In [1]:
from typing import Dict, List
from langchain_core.messages import HumanMessage, AIMessage
from langchain_core.prompts import ChatPromptTemplate
from langchain_openai import ChatOpenAI
from langchain_core.output_parsers import StrOutputParser

# Define the questions
QUESTIONS = [
    "Would you like to see movies from a specific genre?",
    "What kind of mood? (e.g. lighthearted, intense, adventurous)",
    "Which decade do you prefer? (e.g. 1980s, 1990s, 2000s)",
    "Do you lean toward popular hits or hidden gems?",
    "Any runtime preference? (e.g. < 90 min, 90–120 min, > 120 min)"
]

QUESTION_KEYS = ["genre", "mood", "decade", "popularity", "runtime"]


In [139]:
class MoviePreferenceAgent:
    def __init__(self):
        self.preferences = {}
        self.current_question_index = 0
        self.llm = ChatOpenAI(temperature=0)
        self.output_parser = StrOutputParser()
        
        # Create the summary prompt
        self.summary_prompt = ChatPromptTemplate.from_messages([
            ("system", "You are a helpful movie recommendation assistant. Create a friendly summary of the user's movie preferences."),
            ("human", "Here are the user's preferences:\n{preferences}\n\nPlease create a friendly summary of these preferences.")
        ])
        
        # Create the chain for summarization
        self.summary_chain = self.summary_prompt | self.llm | self.output_parser

    def get_next_question(self) -> str:
        """Get the next question to ask."""
        if self.current_question_index < len(QUESTIONS):
            return QUESTIONS[self.current_question_index]
        return None

    def process_answer(self, answer: str) -> str:
        """Process the user's answer and store it."""
        if self.current_question_index < len(QUESTIONS):
            self.preferences[QUESTION_KEYS[self.current_question_index]] = answer
            self.current_question_index += 1
            return self.get_next_question()
        return None

    def get_summary(self) -> str:
        """Generate a summary of the collected preferences."""
        if not self.preferences:
            return "No preferences collected yet."
            
        # Format preferences for the prompt
        preferences_text = "\n".join([
            f"{QUESTIONS[i]}\n→ {self.preferences[key]}"
            for i, key in enumerate(QUESTION_KEYS)
            if key in self.preferences
        ])
        
        # Generate summary using the LLM
        summary = self.summary_chain.invoke({"preferences": preferences_text})
        return summary


In [140]:
def main():
    # Create the agent
    agent = MoviePreferenceAgent()
    
    # Start the conversation
    print("Welcome to the Movie Preference Assistant!")
    print("I'll ask you a few questions to understand your movie preferences.\n")
    
    # Ask questions and collect answers
    while True:
        question = agent.get_next_question()
        if not question:
            break
            
        print(f"\nAgent: {question}")
        answer = input("You: ").strip()
        
        if answer.lower() in ['quit', 'exit', 'stop']:
            print("\nAgent: Conversation ended. Here's a summary of what we discussed:")
            break
            
        agent.process_answer(answer)

    # Generate and display summary
    summary = agent.get_summary()
    print("\nAgent: " + summary)

In [4]:
if __name__ == "__main__":
    main()

Welcome to the Movie Preference Assistant!
I'll ask you a few questions to understand your movie preferences.

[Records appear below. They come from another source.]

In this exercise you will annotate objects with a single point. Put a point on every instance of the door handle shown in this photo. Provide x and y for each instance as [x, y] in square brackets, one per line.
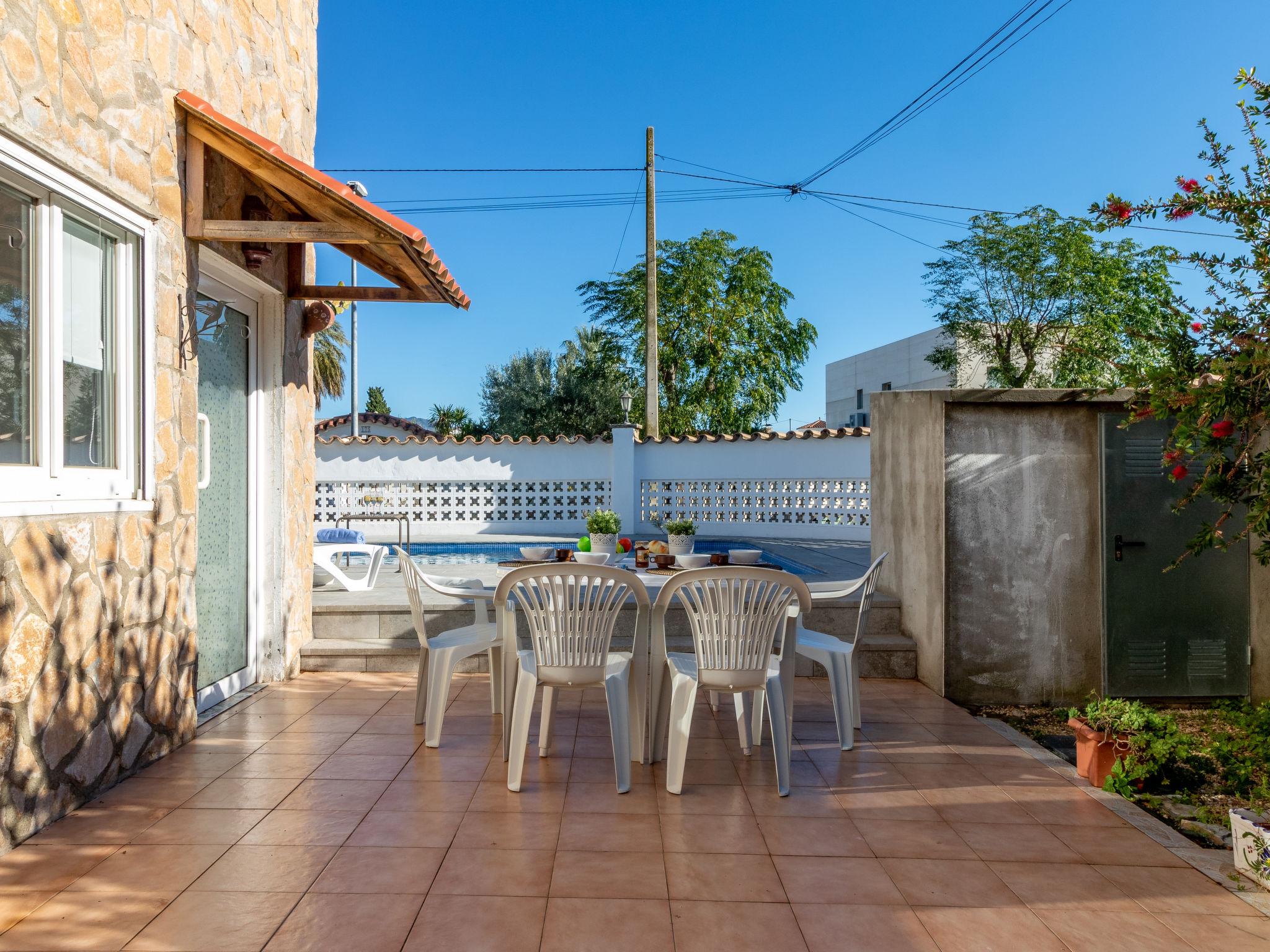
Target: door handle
[1121, 542]
[205, 465]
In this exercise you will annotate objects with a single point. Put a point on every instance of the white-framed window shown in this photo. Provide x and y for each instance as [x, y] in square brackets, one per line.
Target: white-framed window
[71, 342]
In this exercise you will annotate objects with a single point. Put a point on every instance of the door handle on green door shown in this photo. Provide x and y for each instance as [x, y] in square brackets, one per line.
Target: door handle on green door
[205, 465]
[1121, 542]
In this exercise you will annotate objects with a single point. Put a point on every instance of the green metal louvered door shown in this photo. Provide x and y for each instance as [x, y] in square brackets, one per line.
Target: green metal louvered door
[1179, 633]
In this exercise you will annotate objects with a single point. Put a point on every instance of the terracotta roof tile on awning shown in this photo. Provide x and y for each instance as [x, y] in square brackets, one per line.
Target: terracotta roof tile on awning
[327, 211]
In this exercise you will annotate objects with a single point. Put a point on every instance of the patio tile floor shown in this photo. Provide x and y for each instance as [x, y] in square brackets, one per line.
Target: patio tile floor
[311, 818]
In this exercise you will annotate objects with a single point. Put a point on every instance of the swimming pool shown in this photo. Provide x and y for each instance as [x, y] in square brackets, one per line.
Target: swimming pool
[494, 552]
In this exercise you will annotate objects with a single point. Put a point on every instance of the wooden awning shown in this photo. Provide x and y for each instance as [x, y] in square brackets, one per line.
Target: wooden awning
[321, 209]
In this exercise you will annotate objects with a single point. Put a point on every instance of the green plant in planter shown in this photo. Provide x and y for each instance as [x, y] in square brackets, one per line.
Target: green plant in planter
[603, 522]
[1157, 749]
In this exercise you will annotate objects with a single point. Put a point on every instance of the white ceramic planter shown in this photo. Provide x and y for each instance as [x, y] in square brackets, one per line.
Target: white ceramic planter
[680, 545]
[1251, 847]
[603, 542]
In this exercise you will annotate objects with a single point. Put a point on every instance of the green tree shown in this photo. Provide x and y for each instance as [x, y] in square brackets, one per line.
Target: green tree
[1215, 384]
[727, 351]
[375, 402]
[1039, 302]
[329, 346]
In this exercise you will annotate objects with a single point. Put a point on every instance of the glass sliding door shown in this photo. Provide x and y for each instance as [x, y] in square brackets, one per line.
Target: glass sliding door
[224, 574]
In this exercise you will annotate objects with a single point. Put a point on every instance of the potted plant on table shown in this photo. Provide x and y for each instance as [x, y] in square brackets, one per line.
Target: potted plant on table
[680, 536]
[602, 528]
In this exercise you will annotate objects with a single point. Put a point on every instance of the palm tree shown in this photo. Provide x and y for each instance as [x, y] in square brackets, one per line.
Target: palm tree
[329, 346]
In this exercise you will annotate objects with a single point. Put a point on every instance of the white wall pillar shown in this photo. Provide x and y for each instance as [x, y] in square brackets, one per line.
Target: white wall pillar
[624, 483]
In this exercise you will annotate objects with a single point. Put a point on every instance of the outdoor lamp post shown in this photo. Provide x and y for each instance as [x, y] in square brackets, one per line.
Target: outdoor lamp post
[360, 191]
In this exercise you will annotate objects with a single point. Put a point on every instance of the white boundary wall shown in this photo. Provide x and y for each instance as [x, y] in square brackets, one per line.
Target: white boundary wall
[780, 487]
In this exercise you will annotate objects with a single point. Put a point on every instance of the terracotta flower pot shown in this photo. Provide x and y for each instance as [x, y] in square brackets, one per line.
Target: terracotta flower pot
[1095, 752]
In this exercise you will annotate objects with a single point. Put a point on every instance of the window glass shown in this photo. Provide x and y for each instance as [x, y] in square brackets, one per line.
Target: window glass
[16, 343]
[88, 346]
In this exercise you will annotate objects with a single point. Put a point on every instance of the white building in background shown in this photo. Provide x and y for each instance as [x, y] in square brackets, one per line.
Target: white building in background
[897, 366]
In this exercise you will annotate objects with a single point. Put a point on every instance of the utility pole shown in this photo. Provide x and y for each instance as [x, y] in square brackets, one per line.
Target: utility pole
[651, 379]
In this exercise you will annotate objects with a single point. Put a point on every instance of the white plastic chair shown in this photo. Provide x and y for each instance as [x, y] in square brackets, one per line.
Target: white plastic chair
[837, 655]
[327, 570]
[438, 655]
[735, 615]
[572, 611]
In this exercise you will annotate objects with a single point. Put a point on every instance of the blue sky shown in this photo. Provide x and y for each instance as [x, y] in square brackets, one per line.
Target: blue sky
[1104, 97]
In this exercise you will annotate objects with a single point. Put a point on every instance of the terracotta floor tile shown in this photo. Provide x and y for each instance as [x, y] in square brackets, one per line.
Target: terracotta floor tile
[735, 927]
[216, 922]
[1170, 890]
[494, 873]
[300, 828]
[726, 878]
[47, 868]
[334, 923]
[427, 796]
[1064, 886]
[73, 922]
[281, 765]
[611, 924]
[168, 868]
[391, 828]
[334, 795]
[251, 868]
[1116, 845]
[399, 744]
[838, 880]
[988, 931]
[812, 835]
[478, 924]
[243, 794]
[916, 839]
[621, 833]
[870, 928]
[380, 870]
[1130, 932]
[202, 827]
[949, 883]
[139, 791]
[1212, 933]
[16, 906]
[705, 799]
[595, 875]
[605, 799]
[701, 833]
[511, 831]
[99, 826]
[493, 796]
[1029, 843]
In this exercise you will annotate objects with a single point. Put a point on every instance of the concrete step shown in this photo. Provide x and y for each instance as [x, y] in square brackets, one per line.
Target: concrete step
[884, 655]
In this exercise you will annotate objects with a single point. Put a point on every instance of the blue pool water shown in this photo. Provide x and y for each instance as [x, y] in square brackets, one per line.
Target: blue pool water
[493, 552]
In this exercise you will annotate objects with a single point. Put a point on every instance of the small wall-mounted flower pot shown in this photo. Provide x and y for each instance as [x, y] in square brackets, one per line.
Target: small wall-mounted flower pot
[1250, 837]
[680, 545]
[1095, 752]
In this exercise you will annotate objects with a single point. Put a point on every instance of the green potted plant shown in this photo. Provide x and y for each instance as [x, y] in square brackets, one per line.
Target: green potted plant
[680, 536]
[602, 528]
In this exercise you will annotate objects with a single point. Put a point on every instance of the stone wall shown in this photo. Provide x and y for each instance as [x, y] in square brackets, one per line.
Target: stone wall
[97, 611]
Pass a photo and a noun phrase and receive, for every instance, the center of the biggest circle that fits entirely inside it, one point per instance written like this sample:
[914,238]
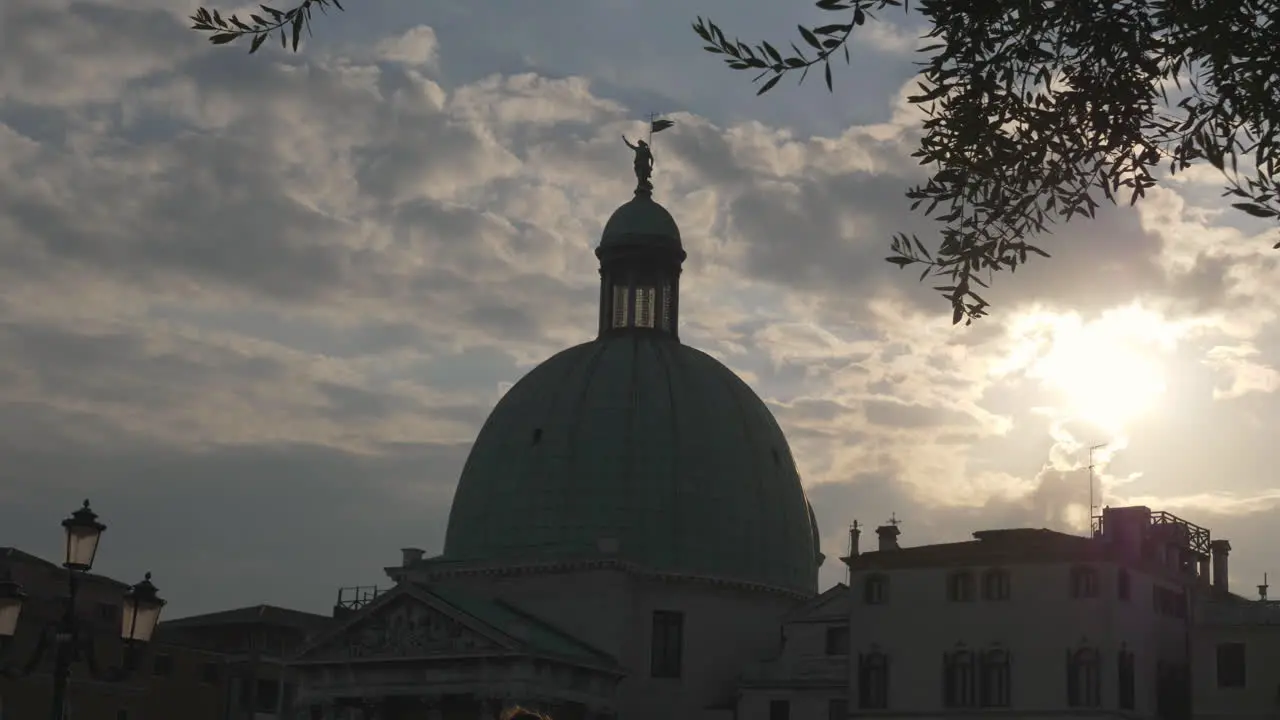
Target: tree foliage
[288,23]
[1037,110]
[1040,109]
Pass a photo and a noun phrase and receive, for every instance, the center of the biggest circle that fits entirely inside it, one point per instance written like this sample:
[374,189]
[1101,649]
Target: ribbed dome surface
[641,222]
[639,447]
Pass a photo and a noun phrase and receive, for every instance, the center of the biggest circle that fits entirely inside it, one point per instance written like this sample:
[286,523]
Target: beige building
[1237,655]
[1028,621]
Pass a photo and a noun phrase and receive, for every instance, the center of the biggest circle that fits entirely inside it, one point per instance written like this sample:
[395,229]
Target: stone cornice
[434,569]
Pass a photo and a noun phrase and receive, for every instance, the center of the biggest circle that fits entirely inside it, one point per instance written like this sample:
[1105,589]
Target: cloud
[288,288]
[417,46]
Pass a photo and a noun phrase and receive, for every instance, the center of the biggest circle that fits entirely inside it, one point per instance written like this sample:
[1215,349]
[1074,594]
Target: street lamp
[138,618]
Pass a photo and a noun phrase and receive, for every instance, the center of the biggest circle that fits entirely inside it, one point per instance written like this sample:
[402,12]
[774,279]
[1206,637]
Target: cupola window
[621,306]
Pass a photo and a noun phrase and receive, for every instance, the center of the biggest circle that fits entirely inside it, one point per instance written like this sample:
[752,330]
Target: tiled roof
[254,615]
[21,556]
[990,547]
[521,625]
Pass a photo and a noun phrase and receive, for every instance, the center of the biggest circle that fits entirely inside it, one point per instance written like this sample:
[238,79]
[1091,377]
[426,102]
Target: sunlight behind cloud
[1106,372]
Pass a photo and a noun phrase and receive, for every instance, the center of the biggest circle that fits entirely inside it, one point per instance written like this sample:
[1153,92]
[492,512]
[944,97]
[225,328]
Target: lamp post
[138,618]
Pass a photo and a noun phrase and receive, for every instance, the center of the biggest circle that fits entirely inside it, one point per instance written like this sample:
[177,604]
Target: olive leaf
[1037,113]
[288,23]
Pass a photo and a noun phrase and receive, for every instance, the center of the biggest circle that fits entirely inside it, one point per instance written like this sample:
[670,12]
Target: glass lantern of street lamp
[141,611]
[83,531]
[10,606]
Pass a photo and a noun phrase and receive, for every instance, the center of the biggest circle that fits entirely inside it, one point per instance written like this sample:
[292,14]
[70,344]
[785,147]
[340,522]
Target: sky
[256,308]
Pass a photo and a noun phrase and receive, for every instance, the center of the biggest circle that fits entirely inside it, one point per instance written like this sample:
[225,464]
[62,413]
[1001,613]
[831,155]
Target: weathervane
[644,154]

Agent: Would you like to see movies from a specific genre?

Agent: What kind of mood? (e.g. lighthearted, intense, adventurous)

Agent: Which decade do you prefer? (e.g. 1980s, 1990s, 2000s)

Agent: Do you lean toward popular hits or hidden gems?

Agent: Any runtime preference? (e.g. < 90 min, 90–120 min, > 120 min)

Agent: It sounds like you enjoy intense dramas from the 2010s that are hidden gems and have a runtime of around 120 minutes. I'll keep these preferences in mind while recommending movies for you. Let's find some captivating films for your next movie night!


In [141]:
agent = MoviePreferenceAgent()
    
# Start the conversation
print("Welcome to the Movie Preference Assistant!")
print("I'll ask you a few questions to understand your movie preferences.\n")

# Ask questions and collect answers
while True:
    question = agent.get_next_question()
    if not question:
        break
        
    print(f"\nAgent: {question}")
    answer = input("You: ").strip()
    
    if answer.lower() in ['quit', 'exit', 'stop']:
        print("\nAgent: Conversation ended. Here's a summary of what we discussed:")
        break
        
    agent.process_answer(answer)

# Generate and display summary
summary = agent.get_summary()
print("\nAgent: " + summary)

Welcome to the Movie Preference Assistant!
I'll ask you a few questions to understand your movie preferences.


Agent: Would you like to see movies from a specific genre?

Agent: What kind of mood? (e.g. lighthearted, intense, adventurous)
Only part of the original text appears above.